The Supreme Court Friday gave its nod to ongoing projects under the government’s ambitious Chardham development plan, which proposes to provide all-weather connectivity to the four holy towns of Uttarakhand. The top court, however, said the stay on stalled projects under the plan would continue till further orders.
A bench of justices R F Nariman and Vineet Saran asked the Centre to file its affidavit on a plea seeking a stay on the order the National Green Tribunal (NGT), which had cleared the projects and set up a committee to oversee it.
The Chardham project intends to connect four towns of the hilly state — Yamunotri, Gangotri, Kedarnath and Badrinath — by all-weather roads. The top court had on November 26 sought the Centre’s response on why it should not stay the NGT order clearing the project.
Advocate Sanjay Parekh, appearing for the petitioner, NGO Citizens for Green Doon, had said that if the project was allowed to go on, an irreversible damage would be done to the ecology which would be equal to damage done by 10 hydro power projects.
He had added that mountains in Uttarakhand were very fragile and if environment concerns were not taken care of, a tragedy like the Kedarnath flash flood of 2013 can happen again.
The Kedarnath area in the state had received unprecedented rainfall between June 14-17 in 2013 and the Chorabari lake there had collapsed due to cloudburst resulting in a major flash flood.
Several roads, buildings and other structures were washed away and, according to the state government, the estimated death toll was around 10,000, with over 3,000 persons missing.
On September 26, the green tribunal had constituted a committee to monitor the ambitious road project while giving its nod with some safeguards in view of larger public interest and the country’s security.
The committee headed by former Uttarakhand High Court Judge Justice U C Dhyani will oversee the implementation of the Environment Management Plan (EMP) of the project.
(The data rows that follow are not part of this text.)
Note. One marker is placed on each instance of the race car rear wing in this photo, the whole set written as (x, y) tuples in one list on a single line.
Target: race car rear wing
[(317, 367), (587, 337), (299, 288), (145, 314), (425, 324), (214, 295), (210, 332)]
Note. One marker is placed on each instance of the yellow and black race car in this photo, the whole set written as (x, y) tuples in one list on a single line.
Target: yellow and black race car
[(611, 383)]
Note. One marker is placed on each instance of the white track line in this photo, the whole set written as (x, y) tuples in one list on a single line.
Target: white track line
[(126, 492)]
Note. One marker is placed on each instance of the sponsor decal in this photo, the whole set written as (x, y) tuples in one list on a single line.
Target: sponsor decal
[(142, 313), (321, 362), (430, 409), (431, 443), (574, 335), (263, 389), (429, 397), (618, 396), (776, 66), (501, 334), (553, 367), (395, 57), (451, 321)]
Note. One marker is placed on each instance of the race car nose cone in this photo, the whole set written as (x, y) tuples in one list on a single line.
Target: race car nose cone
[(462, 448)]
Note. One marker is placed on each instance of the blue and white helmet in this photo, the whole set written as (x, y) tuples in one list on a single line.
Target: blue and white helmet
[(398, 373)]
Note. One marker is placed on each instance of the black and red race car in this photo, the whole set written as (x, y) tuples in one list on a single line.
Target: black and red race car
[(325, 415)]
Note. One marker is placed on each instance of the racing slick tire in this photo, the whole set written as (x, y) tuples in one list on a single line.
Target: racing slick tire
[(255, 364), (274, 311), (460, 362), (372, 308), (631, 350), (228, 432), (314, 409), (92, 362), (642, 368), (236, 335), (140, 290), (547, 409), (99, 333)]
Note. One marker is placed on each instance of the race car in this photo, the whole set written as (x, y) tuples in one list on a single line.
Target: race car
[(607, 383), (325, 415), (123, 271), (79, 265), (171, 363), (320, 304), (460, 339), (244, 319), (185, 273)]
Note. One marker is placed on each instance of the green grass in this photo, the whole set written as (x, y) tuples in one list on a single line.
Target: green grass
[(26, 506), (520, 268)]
The petitioner NGO had said that the environment clearance was must for the project and the ongoing work was “blatantly illegal”.
The Environment Ministry had earlier informed the NGT that it had received no proposal for environmental clearance for the project and hence the question of an environment impact assessment (EIA) study of such a project did not arise.
The ministry also said that under the 2006 EIA notification, only new national highways and expansion of highways over 100 km needed to get prior environmental clearance. The NGO stated that the 900-km project in the hilly state was being carried out without any environmental impact assessment. It also contended that the Centre had allegedly deliberately broken the road project into small stretches to do away with the requirement for obtaining environment clearance.
It had alleged that the road widening work to connect Kedarnath, Badrinath, Yamunotri and Gangotri in Uttarakhand was being carried out in violation of environmental laws.